We are already seeing the impact of climate change, which will undoubtedly impact vulnerable and indigenous people first and hardest —that is, the people having the least impact on the planet. The current debate about CAFE standards is based almost entirely on what is politically possible, not what is technologically feasible or environmentally necessary.

Consumers regularly say they’d pay more for products or services that are environmentally friendly, and paying the real price for gasoline is one way to do just that. There also needs to be strong incentives in favor of carbon-negative and carbon-neutral modes of transportation, especially as the pandemic recedes and travel returns to normal or even increases, which is very likely. Fuel-related increases in airfare could also make plane-travel less frequent, one of the best things we can do for the planet.
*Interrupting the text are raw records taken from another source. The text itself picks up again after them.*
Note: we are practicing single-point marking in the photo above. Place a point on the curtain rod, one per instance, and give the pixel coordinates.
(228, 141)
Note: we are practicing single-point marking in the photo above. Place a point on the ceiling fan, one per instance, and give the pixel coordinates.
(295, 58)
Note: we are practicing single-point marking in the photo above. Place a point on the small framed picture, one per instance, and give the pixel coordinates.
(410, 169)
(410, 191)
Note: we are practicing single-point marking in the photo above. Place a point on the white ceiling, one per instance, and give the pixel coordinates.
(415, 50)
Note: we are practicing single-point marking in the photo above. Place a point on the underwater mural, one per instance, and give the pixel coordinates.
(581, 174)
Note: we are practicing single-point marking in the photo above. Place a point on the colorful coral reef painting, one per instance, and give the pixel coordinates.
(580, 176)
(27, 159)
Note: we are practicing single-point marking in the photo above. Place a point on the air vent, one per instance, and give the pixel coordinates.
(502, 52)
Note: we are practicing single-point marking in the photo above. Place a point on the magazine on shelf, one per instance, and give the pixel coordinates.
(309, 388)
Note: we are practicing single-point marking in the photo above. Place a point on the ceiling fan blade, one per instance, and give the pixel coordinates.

Although the market sets prices, the price increase could be the best and last hope to get real on climate. Rather than seeking to lower gas prices, the situation might be President Biden’s best shot at putting the fossil fuel industry on notice and adopting anything close to a Green New Deal.

The measures we use matter —in terms of how we frame the debate but also in how we understand the policy options available to us. If nothing else, the talk about gas prices has revealed what is most lacking from many public policy debates: context.

Steven Michels is a professor of political science and Director of the Institute for Public Policy and Civic Engagement at Sacred Heart University.